No circularity: experimental reporting of direct measurements

full rationale

The paper is an experimental study reporting photoluminescence intensity, quantum yield estimates, power- and temperature-dependent data, and PLE spectra in MoSe2/PdSe2 heterostructures. The central claim of ~6-fold A-exciton enhancement and 6% QY (vs ~1% for bare monolayer) is presented as a direct observational result from measurements, not derived from any model, equation, or fitted parameter that loops back to the same dataset. No self-definitional steps, fitted inputs called predictions, or load-bearing self-citations appear in the provided abstract or described content. The work compares heterostructure data to as-exfoliated controls and uses broadband PLE to support the interpretation, remaining self-contained against external benchmarks without reducing claims to internal construction.

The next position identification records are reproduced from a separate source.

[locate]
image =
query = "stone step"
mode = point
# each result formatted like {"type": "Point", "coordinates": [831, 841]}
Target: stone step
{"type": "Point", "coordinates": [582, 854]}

Axiom & Free-Parameter Ledger

0 free parameters · 2 axioms · 0 invented entities

The central claim rests on standard assumptions of photoluminescence quantum-yield extraction and on the classification of the heterostructure as type-I. No free parameters or invented entities are introduced in the abstract.

axioms (2)
  • domain assumption Photoluminescence intensity ratios can be converted to absolute quantum yields using reference samples or known collection efficiencies without significant systematic error from interface effects.
    Invoked when the abstract states a 6% quantum yield for the heterostructure versus 1% for monolayer MoSe2.
  • domain assumption The heterostructure is type-I, placing both A and B excitons of MoSe2 inside the PdSe2 gap.
    Stated explicitly in the abstract as the basis for interlayer coupling interpretation.